On ABC Radio National “Correspondents Report” (May 12), Middle East correspondent Eric Tlozek filed a story called “Eurovision’s Israel Problem” – which could have been titled “Eric Tlozek’s Israel Problem.”
Tlozek repeatedly told listeners the BDS movement’s justifications for boycotting Israel, but didn’t mention even one reason why 100 artists, writers and musicians signed a counter-boycott statement.
On the potential threat of a terror attack during the competition, Tlozek seemed to imply that Israel is the initiator of violence, saying Palestinian militant groups had “released a video online threatening to target the Eurovision venue if Israel doesn’t honour a recent agreement to keep things quiet.”
Having reported for ABC TV “7pm News” (May 5) that “the violence flared on Friday when two Israeli soldiers were shot on the Gaza border. Israel killed two Hamas militants in an airstrike in response, triggering the rocket barrage,” Tlozek should know “quiet” depends largely on choices made in Gaza, not in Israel.

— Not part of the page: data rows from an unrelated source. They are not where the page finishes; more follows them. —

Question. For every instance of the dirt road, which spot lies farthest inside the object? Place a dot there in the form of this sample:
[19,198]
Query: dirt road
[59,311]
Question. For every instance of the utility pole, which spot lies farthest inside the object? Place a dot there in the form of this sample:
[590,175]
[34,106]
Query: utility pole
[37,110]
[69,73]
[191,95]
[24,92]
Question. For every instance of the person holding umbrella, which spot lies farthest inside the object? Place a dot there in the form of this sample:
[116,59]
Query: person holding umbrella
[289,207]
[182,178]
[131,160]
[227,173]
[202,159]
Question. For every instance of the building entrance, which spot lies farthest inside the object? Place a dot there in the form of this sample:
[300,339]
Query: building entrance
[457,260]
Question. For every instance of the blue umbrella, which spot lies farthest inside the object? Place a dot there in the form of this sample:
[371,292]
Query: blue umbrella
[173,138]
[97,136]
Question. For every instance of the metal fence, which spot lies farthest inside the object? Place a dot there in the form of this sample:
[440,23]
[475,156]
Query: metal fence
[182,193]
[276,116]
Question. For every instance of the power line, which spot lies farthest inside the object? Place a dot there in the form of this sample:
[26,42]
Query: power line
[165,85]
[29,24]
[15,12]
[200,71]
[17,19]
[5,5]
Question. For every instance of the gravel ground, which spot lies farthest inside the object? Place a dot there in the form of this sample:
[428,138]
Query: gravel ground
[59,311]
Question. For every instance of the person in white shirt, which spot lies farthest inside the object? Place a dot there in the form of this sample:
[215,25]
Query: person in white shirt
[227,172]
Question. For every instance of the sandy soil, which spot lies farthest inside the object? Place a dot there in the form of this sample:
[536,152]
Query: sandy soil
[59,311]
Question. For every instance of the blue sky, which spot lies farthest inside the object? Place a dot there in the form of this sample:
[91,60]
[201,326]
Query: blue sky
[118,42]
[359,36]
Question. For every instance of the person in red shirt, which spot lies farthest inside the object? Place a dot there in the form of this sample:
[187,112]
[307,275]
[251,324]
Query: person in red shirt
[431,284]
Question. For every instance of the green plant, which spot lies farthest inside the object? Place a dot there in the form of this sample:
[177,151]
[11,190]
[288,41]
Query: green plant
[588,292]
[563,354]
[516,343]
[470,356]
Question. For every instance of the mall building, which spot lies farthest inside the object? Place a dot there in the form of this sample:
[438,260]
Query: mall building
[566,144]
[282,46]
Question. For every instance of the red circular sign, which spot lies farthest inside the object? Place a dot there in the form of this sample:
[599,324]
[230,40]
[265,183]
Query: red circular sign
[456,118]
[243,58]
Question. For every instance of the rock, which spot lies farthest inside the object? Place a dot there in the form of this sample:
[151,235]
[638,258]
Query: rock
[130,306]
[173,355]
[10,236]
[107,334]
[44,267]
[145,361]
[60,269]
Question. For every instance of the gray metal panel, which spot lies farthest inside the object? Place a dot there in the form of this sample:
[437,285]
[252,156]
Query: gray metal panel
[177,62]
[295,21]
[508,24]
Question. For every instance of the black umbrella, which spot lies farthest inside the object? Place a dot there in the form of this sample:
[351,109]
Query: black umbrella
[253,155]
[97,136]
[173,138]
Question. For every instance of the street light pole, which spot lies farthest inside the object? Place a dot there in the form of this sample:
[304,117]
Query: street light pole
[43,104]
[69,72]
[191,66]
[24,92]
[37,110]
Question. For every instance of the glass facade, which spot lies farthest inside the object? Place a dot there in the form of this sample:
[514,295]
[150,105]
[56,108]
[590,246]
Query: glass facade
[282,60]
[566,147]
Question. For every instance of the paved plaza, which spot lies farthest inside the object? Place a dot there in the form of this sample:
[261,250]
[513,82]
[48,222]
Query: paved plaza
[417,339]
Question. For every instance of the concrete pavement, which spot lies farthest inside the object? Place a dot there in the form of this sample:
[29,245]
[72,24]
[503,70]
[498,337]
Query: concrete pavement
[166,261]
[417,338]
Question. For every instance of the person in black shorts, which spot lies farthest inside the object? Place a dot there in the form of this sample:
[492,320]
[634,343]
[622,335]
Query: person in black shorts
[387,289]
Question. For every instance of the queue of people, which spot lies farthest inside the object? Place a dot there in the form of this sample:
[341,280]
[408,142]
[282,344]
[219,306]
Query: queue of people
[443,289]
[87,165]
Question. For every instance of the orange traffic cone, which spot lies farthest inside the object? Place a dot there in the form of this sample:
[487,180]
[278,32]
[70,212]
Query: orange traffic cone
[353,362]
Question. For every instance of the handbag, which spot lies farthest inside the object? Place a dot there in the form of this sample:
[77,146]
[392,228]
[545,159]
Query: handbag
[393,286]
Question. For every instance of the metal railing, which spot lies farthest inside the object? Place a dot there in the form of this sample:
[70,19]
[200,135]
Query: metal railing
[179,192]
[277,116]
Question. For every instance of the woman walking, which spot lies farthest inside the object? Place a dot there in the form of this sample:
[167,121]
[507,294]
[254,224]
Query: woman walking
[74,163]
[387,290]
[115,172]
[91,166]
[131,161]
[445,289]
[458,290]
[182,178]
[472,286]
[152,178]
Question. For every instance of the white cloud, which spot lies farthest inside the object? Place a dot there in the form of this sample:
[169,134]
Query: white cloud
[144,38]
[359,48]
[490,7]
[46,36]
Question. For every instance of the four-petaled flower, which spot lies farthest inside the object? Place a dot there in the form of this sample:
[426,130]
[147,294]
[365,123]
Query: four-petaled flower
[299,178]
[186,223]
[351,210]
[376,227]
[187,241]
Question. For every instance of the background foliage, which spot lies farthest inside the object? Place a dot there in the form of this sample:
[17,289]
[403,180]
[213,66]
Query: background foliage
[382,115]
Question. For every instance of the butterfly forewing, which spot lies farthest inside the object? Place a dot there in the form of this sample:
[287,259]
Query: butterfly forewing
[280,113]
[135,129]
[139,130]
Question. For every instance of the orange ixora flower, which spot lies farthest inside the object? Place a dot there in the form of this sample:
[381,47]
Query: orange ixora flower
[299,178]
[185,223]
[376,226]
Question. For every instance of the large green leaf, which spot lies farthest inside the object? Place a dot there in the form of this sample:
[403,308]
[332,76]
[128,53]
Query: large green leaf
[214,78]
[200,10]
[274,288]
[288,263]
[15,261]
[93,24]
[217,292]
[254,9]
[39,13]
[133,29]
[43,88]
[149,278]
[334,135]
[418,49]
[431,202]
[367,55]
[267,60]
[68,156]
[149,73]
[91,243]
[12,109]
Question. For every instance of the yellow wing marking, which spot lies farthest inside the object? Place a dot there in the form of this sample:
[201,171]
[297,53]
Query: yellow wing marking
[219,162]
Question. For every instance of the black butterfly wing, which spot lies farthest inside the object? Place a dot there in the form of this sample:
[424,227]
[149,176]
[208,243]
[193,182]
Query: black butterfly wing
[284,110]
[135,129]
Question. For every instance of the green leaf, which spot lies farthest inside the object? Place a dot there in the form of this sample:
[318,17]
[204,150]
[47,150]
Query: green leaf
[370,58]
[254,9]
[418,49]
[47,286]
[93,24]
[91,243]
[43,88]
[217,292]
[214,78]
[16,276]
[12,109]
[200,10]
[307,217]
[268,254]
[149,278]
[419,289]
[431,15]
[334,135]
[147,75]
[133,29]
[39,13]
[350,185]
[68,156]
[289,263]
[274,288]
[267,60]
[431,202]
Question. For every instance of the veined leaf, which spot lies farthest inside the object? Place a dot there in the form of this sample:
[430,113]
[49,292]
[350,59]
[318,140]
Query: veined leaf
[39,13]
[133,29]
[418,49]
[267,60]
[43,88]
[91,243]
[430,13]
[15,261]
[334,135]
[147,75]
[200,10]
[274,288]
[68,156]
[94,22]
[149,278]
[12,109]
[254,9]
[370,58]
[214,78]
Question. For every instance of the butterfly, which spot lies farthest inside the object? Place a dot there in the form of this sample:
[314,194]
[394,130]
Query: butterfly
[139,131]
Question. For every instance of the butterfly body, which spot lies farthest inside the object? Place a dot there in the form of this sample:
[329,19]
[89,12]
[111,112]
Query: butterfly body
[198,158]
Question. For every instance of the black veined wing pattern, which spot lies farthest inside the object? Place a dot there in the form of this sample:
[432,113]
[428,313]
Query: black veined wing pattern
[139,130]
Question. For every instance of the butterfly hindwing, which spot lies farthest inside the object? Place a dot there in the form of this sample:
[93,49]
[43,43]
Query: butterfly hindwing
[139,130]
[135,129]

Addressing why tourist numbers were lower than expected, Tlozek revealed his true feelings about Israelis, saying, “It’s a very expensive country and its reputation for hospitality is poor… Israelis are proud of being blunt but they might not realise many people simply think they’re rude or… and I suspect this is more likely, they don’t care.”
A 2018 survey from InterNations, the largest global network and information site for expats living and working abroad, ranked Israel 24th friendliest country out of 65 countries listed – seven spots above New Zealand, 13 spots in front of Australia and a whopping 32 ahead of Britain.
Unlike Tlozek, Age and Sydney Morning Herald reporter Michael Idato (May 16) included a quote from the anti-BDS statement and in a May 18 piece, quoted Miller-Heidke saying, “‘I don’t believe that as an artist playing in a country means that you support that country’s government. If that were the case, who would ever play in America right now?’”
Even the Guardian Australia (May 1) ran a long article on the anti-boycott statement. But on May 9, Guardian columnist Arwa Mahdawi attacked Israel’s hosting of Eurovision, decrying Israeli security measures, excusing self-destructive decisions made by Palestinian leaders and whitewashing BDS as a peaceful protest movement, without mentioning its ultimate goal is to replace Israel with an Arab majority state.
The Australian’s Rachel Baxendale reported (May 13 and May 18) on Greens’ candidates backing boycotting Israel’s hosting of Eurovision, even to the extent of shaming Greens Senator Larissa Waters for “endorsing Eurovision held in apartheid Israel.”
AIJAC’s Ahron Shapiro also noted the number of Australian Greens politicians and candidates backing BDS in contravention of the party’s official platform, including former NSW Greens Senator Lee Rhiannon who cross-examined then SBS Chairman Michael Ebeid in 2018 on why the network was broadcasting the show, absurdly suggesting “it could actually impact on who lives and who dies,’” Australian (May 16).
With a few exceptions, the bulk of SBS’s coverage was competition-focused. SBS TV “World News” (April 27) reported a small protest outside its Sydney office but included a statement that “SBS has been proudly broadcasting Eurovision for 35 years and we will continue to do so in 2019, because of the spirit of the event in bringing people and cultures together.”